Le Code de la famille actuel a confirmé cette règle comme un moyen d’établir la filiation, mais il ne l’a pas considérée comme absolue, tant qu’il permet au mari de contester la filiation d’un enfant né dans le cadre du mariage, par la procédure de li'an, comme stipulé à l’article 153 du Code de la famille.

Cependant, le Code ne s’est pas limité à cette règle ; il a également évolué avec les besoins de la société pour inclure d’autres cas permettant d’établir une filiation entre un enfant et son père biologique, même en dehors du mariage. Par exemple, il a reconnu que la filiation pouvait être établie par présomption, comme mentionné à l’article 151 du Code de la famille : "La filiation est établie par présomption et ne peut être réfutée…"

La présomption mentionnée ici pour établir la filiation n’est ni une erreur typographique ni une maladresse linguistique.
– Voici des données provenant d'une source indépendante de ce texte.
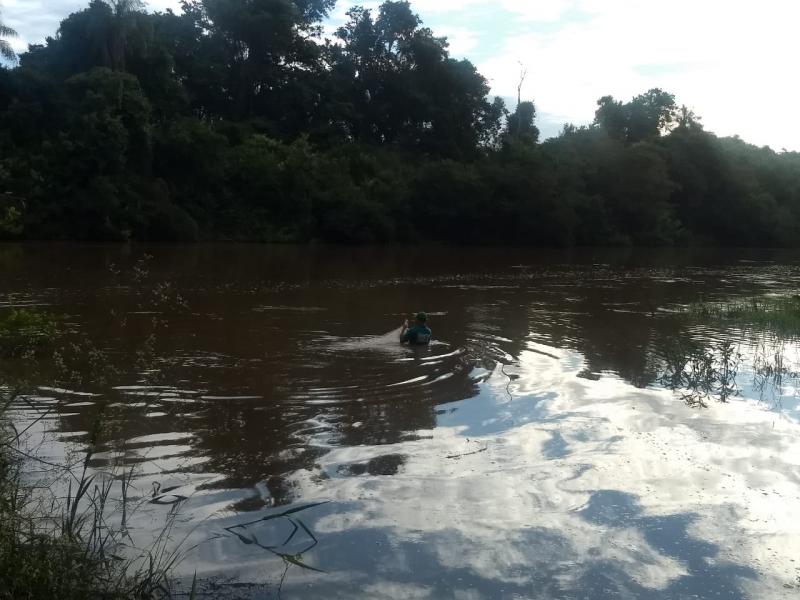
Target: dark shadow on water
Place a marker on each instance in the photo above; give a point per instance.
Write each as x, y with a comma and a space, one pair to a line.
669, 535
555, 447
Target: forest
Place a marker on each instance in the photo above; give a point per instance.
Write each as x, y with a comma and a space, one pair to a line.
240, 120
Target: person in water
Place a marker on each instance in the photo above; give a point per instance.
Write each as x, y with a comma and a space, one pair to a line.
418, 335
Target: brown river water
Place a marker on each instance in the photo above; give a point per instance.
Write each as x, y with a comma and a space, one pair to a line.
535, 450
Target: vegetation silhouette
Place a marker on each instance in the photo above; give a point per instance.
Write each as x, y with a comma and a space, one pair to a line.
240, 120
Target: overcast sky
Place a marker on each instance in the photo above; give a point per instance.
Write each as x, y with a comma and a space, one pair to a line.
735, 62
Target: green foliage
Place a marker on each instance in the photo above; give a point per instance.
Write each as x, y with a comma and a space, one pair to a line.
229, 121
776, 314
6, 51
23, 331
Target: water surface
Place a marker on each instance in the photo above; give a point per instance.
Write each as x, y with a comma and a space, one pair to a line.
536, 450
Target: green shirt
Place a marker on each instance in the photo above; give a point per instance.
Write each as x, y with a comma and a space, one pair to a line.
417, 335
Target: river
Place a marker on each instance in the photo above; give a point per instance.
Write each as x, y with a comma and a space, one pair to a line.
535, 450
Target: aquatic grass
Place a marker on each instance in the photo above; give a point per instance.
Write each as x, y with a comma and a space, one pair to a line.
76, 546
776, 314
64, 532
25, 331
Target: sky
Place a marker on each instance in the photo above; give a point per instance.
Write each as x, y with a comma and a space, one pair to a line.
734, 62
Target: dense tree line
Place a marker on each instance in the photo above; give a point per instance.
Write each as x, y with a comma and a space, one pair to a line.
235, 120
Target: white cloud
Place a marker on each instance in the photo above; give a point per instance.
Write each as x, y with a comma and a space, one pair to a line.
731, 61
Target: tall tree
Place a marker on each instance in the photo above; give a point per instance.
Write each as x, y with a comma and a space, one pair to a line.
646, 116
6, 51
521, 125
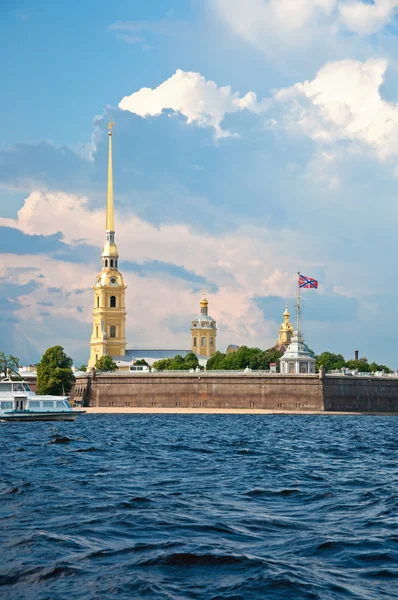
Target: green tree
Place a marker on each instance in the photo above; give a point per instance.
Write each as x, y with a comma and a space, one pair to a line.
375, 367
164, 364
8, 362
106, 363
214, 363
141, 361
190, 361
330, 361
254, 358
362, 365
54, 372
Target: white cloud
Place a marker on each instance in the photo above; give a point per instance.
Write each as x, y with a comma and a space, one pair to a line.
200, 101
344, 102
365, 18
235, 254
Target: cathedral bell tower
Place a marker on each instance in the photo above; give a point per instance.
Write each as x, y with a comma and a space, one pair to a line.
109, 316
203, 331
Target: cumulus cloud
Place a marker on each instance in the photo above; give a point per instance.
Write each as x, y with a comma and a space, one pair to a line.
199, 100
344, 102
233, 258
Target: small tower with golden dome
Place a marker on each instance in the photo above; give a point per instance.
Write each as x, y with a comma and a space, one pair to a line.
204, 331
109, 316
285, 332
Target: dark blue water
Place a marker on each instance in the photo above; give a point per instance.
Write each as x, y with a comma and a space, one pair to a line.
209, 506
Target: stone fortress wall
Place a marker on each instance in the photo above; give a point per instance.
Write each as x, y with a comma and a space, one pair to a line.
303, 393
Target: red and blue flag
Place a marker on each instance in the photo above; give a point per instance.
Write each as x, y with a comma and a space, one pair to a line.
307, 282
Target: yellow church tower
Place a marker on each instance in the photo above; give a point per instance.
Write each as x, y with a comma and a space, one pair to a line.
109, 316
203, 331
285, 332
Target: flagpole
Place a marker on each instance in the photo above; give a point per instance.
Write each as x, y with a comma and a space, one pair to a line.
298, 302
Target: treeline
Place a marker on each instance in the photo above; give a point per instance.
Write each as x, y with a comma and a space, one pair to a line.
177, 363
337, 361
253, 358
De plus, cet article 151 ne lie pas explicitement ou implicitement la présomption à l’existence d’un contrat de mariage légitime. Il reflète une volonté claire du législateur d’autoriser l’établissement de la filiation de l’enfant avec son père biologique uniquement sur la base de la présomption d’une relation existante.
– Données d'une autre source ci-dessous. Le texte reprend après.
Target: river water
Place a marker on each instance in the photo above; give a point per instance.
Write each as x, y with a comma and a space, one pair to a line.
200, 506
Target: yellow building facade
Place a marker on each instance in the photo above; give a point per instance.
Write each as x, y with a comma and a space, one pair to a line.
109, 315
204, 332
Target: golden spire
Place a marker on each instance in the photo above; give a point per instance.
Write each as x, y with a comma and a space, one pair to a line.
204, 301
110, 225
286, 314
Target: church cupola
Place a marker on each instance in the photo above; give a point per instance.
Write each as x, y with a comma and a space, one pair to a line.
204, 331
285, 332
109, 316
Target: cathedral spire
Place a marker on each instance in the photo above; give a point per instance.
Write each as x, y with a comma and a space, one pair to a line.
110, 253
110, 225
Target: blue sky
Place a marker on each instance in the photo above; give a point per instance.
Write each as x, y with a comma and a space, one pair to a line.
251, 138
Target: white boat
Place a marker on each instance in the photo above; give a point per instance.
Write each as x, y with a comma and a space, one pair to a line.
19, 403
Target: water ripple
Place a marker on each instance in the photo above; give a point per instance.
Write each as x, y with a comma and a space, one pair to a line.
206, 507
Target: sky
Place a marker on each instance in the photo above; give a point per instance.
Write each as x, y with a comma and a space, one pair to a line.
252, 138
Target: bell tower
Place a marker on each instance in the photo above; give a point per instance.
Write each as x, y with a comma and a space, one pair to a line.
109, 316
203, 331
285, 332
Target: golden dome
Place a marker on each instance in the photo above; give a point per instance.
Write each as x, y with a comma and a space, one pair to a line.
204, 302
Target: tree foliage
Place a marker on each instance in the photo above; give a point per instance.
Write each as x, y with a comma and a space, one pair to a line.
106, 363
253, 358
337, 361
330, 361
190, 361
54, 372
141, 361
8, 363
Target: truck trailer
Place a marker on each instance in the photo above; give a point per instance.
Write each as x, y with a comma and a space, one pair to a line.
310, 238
Cette même intention est reprise à l’article 152 du Code de la famille, qui stipule que la filiation peut être établie par le doute (shubha). Cet article confirme que le doute peut être pris en compte pour établir la filiation d’un enfant à son père. Il stipule notamment :

-Les causes de l’établissement de la filiation

3. Le doute (shubha)

Pour éviter que l’on prétende que l’obligation d’un contrat de mariage dans les cas de présomption ou de doute soit une intention implicite du législateur, il convient de souligner que cette interprétation n’est pas cohérente avec les dispositions explicites des articles 153 et 154, qui exigent clairement l’existence d’un contrat de mariage pour les relations conjugales.
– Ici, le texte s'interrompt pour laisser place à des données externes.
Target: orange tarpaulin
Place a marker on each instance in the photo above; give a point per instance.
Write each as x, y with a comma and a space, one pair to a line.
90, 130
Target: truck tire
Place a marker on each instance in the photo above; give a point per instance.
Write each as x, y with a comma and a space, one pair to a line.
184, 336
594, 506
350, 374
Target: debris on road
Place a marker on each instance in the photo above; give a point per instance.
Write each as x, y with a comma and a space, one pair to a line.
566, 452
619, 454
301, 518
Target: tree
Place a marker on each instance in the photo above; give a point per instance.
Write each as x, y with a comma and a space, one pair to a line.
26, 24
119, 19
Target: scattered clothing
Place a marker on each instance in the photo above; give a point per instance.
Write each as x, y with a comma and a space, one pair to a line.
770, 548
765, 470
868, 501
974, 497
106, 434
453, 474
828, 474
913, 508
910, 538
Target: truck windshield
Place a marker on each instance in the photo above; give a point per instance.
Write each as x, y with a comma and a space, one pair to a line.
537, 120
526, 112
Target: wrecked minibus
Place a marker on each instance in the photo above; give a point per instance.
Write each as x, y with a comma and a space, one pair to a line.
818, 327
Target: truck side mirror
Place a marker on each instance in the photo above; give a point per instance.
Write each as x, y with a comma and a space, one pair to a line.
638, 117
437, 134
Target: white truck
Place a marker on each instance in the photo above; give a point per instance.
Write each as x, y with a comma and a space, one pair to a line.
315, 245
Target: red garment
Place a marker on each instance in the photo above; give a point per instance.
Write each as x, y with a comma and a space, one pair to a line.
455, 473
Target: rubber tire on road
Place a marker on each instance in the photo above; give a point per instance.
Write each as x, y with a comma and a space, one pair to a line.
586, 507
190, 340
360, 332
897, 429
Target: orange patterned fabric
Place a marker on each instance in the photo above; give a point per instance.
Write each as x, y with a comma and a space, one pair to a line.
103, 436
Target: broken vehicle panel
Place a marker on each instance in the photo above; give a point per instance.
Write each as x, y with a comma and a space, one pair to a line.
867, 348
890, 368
Le Code de la famille a consacré l’article 155 à la notion de shubha (doute), stipulant que la filiation est établie uniquement sur cette base. Cet article énonce en effet: "Lorsqu’une femme est enceinte suite à des rapports sexuels par
erreur (Choubha) et donne naissance à un enfant, pendant la période
comprise entre la durée minima et la durée maxima de la grossesse, la
filiation paternelle de cet enfant est établie à l’égard de l’auteur de ces
rapports. Cette filiation paternelle est établie par tous moyens de preuve
légalement prévus."

Ainsi, il ressort de ce qui précède que le Code de la famille actuel a établi et fondé deux règles différentes :

  1. La première exige la présence d’un contrat de mariage, comme stipulé dans les articles 153 et 154.
  2. La seconde ne requiert pas, ni ne mentionne, la nécessité d’un contrat de mariage. Elle est énoncée dans les articles 151 (relatif à la présomption) et 155 (relatif au doute).

Autrement dit, le Code de la famille actuel considère que la filiation peut être établie par présomption ou par doute, sans aucune exigence ni mention d’un contrat de mariage.

En examinant la formulation choisie dans l’article 155, on constate que le rédacteur du Code de la famille n’a pas utilisé les termes "époux" ou "épouse", ni la notion de relation conjugale qui impliquerait l’existence d’un contrat de mariage. Il a plutôt utilisé le mot contact ou rapport, c’est-à-dire une relation sexuelle entre deux personnes sans lien matrimonial. Cela permet d’attribuer la filiation à l’homme ayant eu ce contact sexuel, sans que l’article 155 ne le désigne comme "mari".

En analysant le langage utilisé dans le Code de la famille, je rappelle un article que j’ai publié le 18 juin 2010 intitulé : "Les déterminants de la pensée moderniste sociétale ayant fondé le Code de la famille". Cet article abordait le langage employé pour traiter des questions les plus complexes et délicates du Code, notamment la relation entre le nouveau-né et son père biologique.

Le Code a utilisé une expression plus précise et englobante que "père biologique" : l’expression figurant à l’article 142, qui évoque "la descendance de l’enfant de ses parents".

Il ressort des articles 151 et 155 que la filiation peut être établie à partir d’une relation sexuelle hors mariage entre l’enfant et l’homme ayant eu ce contact dans un cadre de doute.

Le législateur de l’article 155 va encore plus loin en permettant l’établissement de la filiation sur la base du doute, même en l’absence de contrat de mariage, et par tous les moyens prévus par la charia.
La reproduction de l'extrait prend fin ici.